La technologie comme solution
Malgré le fait que les évolutions technologiques ajoutent une fameuse dose de complexité à toute politique de gestion des talents, la technologie fait aussi partie de la solution. Prenons l’exemple d’un inventaire des talents, qui offre un aperçu de tous les profils (internes et externes) et de leurs compétences. “Toute la difficulté consiste à maintenir à jour cette organisation basée sur les compétences, de sorte à pouvoir instantanément relier de nouveaux certificats ou microdiplômes avec des fonctions ou rôles qui font leur apparition.” Et ce, éventuellement avec l’aide de l’IA. “Je suis certain que les développements technologiques permettront un matching et une chaîne d’approvisionnement nettement plus efficaces, qui nous permettront de réfléchir davantage du point de vue de l’offre et de la demande pour ce qui concerne l’embauche de nouveaux collaborateurs.”
Mais il ne faut pas pour autant négliger l’importance d’une approche individuelle. En fin de compte, nous avons tous des traits de personnalité, des souhaits et des besoins différents. Outre le contenu concret d’une fonction, plusieurs conditions connexes entrent aussi en ligne de compte, comme le régime de travail et l’éventuel besoin de flexibilité, l’environnement professionnel et la relation de travail. “Autant de facteurs qui doivent idéalement être abordés lors des entretiens professionnels réguliers entre le personnel des ressources humaines et les collaborateurs financiers. Et ici aussi, des outils technologiques peuvent se révéler utiles, par exemple en signalant qu’il est temps d’organiser un nouvel entretien.”
L’avenir appartient aux organisations qui sauront faire de leur gestion des talents un processus global et durable et qui, sur le long terme, arriveront à aligner les besoins changeants de leur département financier sur ceux de leurs collaborateurs.
Une mission commune
“L’avenir appartient aux organisations qui sauront faire de leur gestion des talents un processus global et durable et qui, sur le long terme, arriveront à aligner les besoins changeants de leur département financier sur ceux de leurs collaborateurs”, conclut Jan. “Il faut le voir comme une mission commune, qui incombe au personnel des ressources humaines, au dirigeant (la première ligne des RH) et, évidemment, au collaborateur lui-même, de mener une discussion axée sur le long terme et imprégnée de technologie.

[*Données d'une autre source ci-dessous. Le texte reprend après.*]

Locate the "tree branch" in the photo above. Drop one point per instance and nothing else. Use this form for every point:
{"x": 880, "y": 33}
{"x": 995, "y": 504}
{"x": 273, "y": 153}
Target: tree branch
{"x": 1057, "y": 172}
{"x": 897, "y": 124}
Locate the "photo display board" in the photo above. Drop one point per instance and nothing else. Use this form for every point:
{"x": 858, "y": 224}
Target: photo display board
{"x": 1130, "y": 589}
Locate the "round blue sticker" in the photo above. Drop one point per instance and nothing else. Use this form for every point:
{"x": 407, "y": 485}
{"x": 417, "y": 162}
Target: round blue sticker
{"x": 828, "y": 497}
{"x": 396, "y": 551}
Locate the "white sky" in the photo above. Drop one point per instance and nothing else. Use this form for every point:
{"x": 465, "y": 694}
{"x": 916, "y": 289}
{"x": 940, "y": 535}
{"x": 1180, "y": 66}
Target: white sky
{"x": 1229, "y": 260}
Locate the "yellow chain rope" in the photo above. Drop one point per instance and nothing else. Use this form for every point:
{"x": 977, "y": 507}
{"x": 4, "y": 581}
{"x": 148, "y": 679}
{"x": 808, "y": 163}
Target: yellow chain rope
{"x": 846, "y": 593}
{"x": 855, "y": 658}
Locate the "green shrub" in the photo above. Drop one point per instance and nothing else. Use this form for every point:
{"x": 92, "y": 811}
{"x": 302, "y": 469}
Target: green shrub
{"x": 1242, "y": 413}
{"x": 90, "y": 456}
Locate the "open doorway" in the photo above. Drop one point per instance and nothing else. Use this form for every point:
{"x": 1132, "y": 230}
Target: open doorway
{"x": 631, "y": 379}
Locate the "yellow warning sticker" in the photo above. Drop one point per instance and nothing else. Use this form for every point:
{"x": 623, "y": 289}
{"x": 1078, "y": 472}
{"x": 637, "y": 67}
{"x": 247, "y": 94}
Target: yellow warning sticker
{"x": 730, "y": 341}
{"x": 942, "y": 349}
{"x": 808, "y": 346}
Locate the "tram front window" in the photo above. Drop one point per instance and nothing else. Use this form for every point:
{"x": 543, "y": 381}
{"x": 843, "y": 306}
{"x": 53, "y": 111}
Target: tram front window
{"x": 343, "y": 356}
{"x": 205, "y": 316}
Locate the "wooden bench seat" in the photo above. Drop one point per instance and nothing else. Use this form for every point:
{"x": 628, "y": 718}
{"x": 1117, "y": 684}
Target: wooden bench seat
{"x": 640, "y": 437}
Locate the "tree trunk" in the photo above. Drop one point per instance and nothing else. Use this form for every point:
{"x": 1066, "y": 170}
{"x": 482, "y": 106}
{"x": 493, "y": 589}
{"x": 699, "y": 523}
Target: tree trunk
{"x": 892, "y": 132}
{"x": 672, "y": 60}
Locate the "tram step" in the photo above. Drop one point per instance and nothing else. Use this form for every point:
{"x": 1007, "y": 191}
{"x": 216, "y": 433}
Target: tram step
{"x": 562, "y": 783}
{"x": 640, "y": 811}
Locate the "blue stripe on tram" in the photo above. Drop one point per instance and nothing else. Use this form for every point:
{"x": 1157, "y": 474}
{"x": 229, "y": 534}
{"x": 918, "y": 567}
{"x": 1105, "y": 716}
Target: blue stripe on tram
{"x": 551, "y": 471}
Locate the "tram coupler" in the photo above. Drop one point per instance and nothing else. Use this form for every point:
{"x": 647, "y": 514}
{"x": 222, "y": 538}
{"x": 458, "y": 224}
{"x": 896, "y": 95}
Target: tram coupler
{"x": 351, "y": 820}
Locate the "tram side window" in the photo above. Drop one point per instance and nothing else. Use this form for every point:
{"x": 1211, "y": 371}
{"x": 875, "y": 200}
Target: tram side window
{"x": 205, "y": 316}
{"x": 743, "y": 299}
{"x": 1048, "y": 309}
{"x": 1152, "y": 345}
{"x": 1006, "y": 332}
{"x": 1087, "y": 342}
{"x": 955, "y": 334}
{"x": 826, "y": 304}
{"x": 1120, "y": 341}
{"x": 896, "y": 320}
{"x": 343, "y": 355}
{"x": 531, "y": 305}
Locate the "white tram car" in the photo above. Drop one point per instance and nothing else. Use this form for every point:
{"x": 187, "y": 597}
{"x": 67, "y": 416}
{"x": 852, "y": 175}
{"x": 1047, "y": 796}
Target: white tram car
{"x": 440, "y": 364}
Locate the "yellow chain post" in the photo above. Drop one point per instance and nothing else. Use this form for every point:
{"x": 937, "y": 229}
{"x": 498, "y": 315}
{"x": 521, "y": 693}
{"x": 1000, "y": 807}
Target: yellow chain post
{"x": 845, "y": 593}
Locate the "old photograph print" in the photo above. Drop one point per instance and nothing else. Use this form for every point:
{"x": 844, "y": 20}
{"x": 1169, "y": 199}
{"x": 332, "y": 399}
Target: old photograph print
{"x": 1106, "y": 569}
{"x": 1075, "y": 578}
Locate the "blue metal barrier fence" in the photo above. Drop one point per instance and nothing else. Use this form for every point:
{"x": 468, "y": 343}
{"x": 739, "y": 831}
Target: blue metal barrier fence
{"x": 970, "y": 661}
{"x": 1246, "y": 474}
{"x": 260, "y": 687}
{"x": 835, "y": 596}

Ainsi, il devient possible de créer un modèle dynamique et de façonner des carrières durables.”
Volatil, complexe, ambigu, incertain... Voilà comment on pourrait qualifier le monde dans lequel nous vivons. D’ici cinq ans, les jobs dans le domaine de la finance ne seront plus les mêmes qu’aujourd’hui. Quels changements nos fonctions subiront-elles ? Quels nouveaux rôles apparaîtront et lesquels disparaîtront ? Nul ne le sait à l’heure actuelle.
Mais une chose est sûre : l’avenir appartient aux professionnels de la finance qui sauront accepter ces changements, ne jamais s’arrêter d’enrichir leurs connaissances et oser se réinventer. Mais aussi aux employeurs qui adopteront une approche durable en matière de gestion des talents, qui accompagneront leurs collaborateurs dans le développement de leurs compétences et qui continueront à aligner les besoins de l’entreprise sur ceux de leurs employés.